Drug

Propofol (Anesthesia Cart)

Anesthesia-administered IV agent for deep sedation and general anesthesia in the EP lab. Fast on, fast off, but narrow safety window — not nurse-pushed.

Indication
Deep sedation or induction/maintenance of general anesthesia for AF, VT, and complex EP procedures
Typical dose
Bolus 1–2 mg/kg for induction; infusion 25–150 mcg/kg/min for maintenance

Why we use it

Propofol is a phenol-based IV anesthetic that produces rapid onset of unconsciousness and equally rapid recovery once the infusion stops. It potentiates GABA-A receptors — broadly, it turns down the brain. For EP, its main appeal is predictable depth, easy titration, and clean wake-up, which is exactly what we want for long ablation cases.

Indication in the lab

  • General anesthesia or deep sedation for AF ablation
  • VT ablation (especially when hemodynamic support and ventilatory control are needed)
  • Long pediatric cases
  • Patients who can’t tolerate or cooperate with moderate sedation
  • Cardioversion (single-dose bolus, anesthesia-administered)

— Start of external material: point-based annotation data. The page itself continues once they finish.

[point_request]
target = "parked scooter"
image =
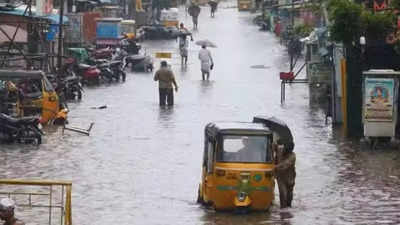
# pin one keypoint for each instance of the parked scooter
(22, 130)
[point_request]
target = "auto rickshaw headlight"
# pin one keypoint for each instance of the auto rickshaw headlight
(269, 174)
(220, 173)
(242, 196)
(52, 98)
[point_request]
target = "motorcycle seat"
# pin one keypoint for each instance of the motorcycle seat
(103, 65)
(84, 66)
(115, 63)
(135, 58)
(100, 61)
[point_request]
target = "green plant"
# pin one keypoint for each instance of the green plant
(347, 23)
(351, 20)
(377, 25)
(303, 30)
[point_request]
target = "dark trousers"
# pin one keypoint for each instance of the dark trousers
(166, 95)
(285, 192)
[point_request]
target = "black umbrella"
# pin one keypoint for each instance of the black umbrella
(278, 126)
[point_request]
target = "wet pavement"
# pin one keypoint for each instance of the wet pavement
(142, 163)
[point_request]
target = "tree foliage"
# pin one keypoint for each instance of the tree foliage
(351, 20)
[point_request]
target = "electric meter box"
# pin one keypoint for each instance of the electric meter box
(380, 95)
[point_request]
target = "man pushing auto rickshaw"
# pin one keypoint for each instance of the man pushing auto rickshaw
(7, 207)
(285, 172)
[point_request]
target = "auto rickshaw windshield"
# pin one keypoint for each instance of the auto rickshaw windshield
(236, 148)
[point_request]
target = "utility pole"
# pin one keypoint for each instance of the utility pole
(291, 37)
(60, 35)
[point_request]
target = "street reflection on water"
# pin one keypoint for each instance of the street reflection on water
(142, 163)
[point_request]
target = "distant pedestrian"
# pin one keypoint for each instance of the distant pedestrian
(194, 11)
(213, 6)
(206, 61)
(7, 212)
(285, 172)
(166, 81)
(183, 49)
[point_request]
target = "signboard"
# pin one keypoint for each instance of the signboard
(378, 100)
(108, 30)
(44, 7)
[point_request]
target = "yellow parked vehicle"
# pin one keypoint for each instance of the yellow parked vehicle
(238, 165)
(39, 201)
(36, 95)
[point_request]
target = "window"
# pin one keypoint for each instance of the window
(245, 149)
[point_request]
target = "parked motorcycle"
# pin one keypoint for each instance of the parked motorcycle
(103, 53)
(22, 130)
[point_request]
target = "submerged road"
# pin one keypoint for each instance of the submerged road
(142, 164)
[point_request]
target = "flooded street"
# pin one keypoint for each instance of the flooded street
(142, 163)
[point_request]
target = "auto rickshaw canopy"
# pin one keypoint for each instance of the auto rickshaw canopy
(80, 54)
(21, 74)
(217, 128)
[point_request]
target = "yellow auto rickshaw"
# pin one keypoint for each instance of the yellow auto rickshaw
(238, 163)
(36, 95)
(39, 201)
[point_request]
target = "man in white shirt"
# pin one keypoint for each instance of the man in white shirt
(206, 61)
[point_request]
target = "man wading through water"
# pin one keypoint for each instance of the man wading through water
(166, 79)
(285, 172)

This drug is not part of our nurse-administered sedation toolkit. Per our policy and state regulations, propofol is given by an anesthesiologist, CRNA, or in some states by a physician credentialed for deep sedation.

Dose and route

  • Induction bolus: 1–2 mg/kg IV (lower in elderly, hypovolemic, frail).
  • Maintenance infusion: 25–150 mcg/kg/min, titrated to depth.
  • Cardioversion dose: 0.5–1 mg/kg slow IV.
  • Always via dedicated IV line with a clean carrier flow — propofol is incompatible with several drugs and precipitates readily.

Onset and duration

  • Onset: 30–60 seconds.
  • Single-bolus duration: 5–10 minutes.
  • Infusion: depth tracks rate within a few minutes; recovery within 10–20 minutes of stopping in most patients.

Monitoring

While propofol is anesthesia-administered, the entire team shares responsibility for noticing trouble.

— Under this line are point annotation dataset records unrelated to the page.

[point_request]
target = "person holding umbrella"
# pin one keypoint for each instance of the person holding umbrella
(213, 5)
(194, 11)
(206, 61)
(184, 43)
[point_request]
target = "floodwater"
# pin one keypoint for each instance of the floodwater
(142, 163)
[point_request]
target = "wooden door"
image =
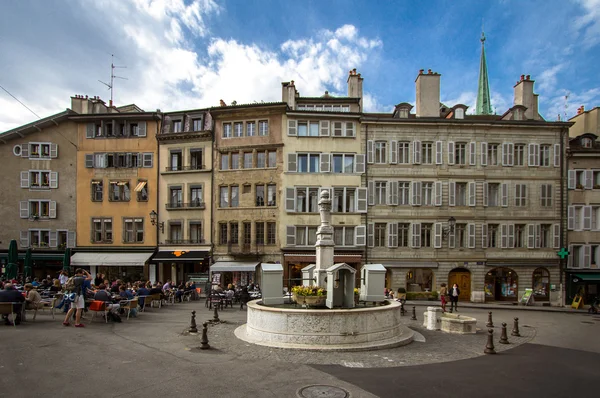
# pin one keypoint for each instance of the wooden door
(463, 280)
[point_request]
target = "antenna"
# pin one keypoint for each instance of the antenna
(113, 77)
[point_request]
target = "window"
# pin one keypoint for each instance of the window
(119, 191)
(102, 230)
(308, 163)
(380, 152)
(97, 190)
(403, 152)
(133, 230)
(343, 163)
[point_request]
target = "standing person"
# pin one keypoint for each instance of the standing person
(79, 297)
(443, 294)
(454, 293)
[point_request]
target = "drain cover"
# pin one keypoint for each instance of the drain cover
(322, 392)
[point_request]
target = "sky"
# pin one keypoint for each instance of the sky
(186, 54)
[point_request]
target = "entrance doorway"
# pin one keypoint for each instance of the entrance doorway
(462, 277)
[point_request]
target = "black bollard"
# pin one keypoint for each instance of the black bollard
(515, 331)
(193, 328)
(489, 347)
(490, 323)
(503, 336)
(204, 341)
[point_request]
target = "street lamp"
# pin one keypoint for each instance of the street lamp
(153, 221)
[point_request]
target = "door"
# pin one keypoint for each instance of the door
(462, 278)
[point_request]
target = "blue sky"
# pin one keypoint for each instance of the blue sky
(183, 54)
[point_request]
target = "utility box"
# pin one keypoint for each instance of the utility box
(372, 282)
(271, 283)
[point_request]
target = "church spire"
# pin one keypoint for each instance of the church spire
(484, 104)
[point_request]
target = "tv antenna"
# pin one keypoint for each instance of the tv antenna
(113, 77)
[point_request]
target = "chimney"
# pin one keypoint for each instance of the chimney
(355, 86)
(428, 94)
(524, 96)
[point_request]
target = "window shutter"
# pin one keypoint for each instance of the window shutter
(292, 162)
(361, 200)
(24, 179)
(54, 179)
(416, 152)
(359, 235)
(24, 209)
(392, 234)
(484, 153)
(359, 164)
(484, 236)
(52, 209)
(471, 235)
(371, 234)
(437, 235)
(450, 153)
(371, 188)
(290, 235)
(437, 189)
(452, 193)
(290, 200)
(393, 152)
(370, 152)
(556, 236)
(324, 130)
(325, 162)
(472, 154)
(439, 152)
(472, 194)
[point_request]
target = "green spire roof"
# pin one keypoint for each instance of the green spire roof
(484, 104)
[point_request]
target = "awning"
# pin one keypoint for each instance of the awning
(233, 266)
(110, 259)
(179, 256)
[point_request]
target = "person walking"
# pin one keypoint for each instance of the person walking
(454, 293)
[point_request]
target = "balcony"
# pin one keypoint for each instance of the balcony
(195, 205)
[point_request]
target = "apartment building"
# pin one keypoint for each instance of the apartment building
(582, 274)
(322, 151)
(38, 202)
(469, 199)
(185, 196)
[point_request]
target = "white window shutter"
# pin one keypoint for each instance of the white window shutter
(325, 162)
(290, 200)
(360, 235)
(438, 193)
(292, 162)
(452, 193)
(437, 235)
(370, 152)
(393, 152)
(450, 152)
(472, 153)
(484, 153)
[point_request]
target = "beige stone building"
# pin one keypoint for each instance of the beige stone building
(184, 196)
(582, 274)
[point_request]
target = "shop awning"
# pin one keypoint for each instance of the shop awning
(588, 277)
(233, 266)
(110, 259)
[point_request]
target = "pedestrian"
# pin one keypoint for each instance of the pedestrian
(454, 293)
(443, 294)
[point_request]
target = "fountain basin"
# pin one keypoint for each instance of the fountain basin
(325, 329)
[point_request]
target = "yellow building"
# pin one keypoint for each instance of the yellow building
(116, 188)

  • Continuous ECG, SpO2, EtCO2, NIBP (or arterial line for VT)
  • Visible chest rise and ventilator settings
  • Temperature on long cases
  • BIS or other depth-of-anesthesia monitor at anesthesia’s discretion

Side effects to watch for

  • Hypotension — almost universal, more pronounced with bolus dosing. Expect a 10–30% drop in MAP.
  • Apnea — expected at induction doses; the patient needs an airway plan, not a “wait and see.”
  • Injection pain — common in peripheral IVs; lidocaine pretreatment helps.
  • Bradycardia — occasional, particularly with concurrent opioids or vagal stimulation during transseptal.
  • Hypertriglyceridemia in long infusions — anesthesia tracks labs in extended cases.
  • Propofol infusion syndrome — metabolic acidosis, rhabdomyolysis, cardiac failure. Very rare in EP; risk rises with prolonged high-dose use, particularly in younger patients.

Practical lab notes

  • The emulsion supports microbial growth — once spiked, discard within 12 hours per manufacturer/USP guidance. We use a fresh bottle for each long case.
  • Egg / soybean allergy: historically a contraindication; modern guidance is more nuanced. Always flag and let anesthesia decide.
  • Look greenish? Some patients metabolize propofol to compounds that color urine green — harmless but worth noting so we don’t chase it.

Reversal

There is no antidote. Management of overdose is supportive:

  • Airway and ventilation
  • IV fluids and pressors (phenylephrine or norepinephrine) for hypotension
  • Time — the drug redistributes quickly

Common pitfalls

  • Treating propofol like midazolam — it isn’t. Depth changes fast.
  • Bolusing into an arm with the BP cuff inflating, then watching pressure crash.
  • Forgetting to switch the infusion off at the end of mapping so anesthesia can wake the patient on schedule.
  • Reusing a spiked vial between cases.

Last reviewed by Dr. Colombowala on May 22, 2026.

Not medical advice. This page is educational. Your situation may differ — discuss it with Dr. Colombowala or your treating physician before making decisions.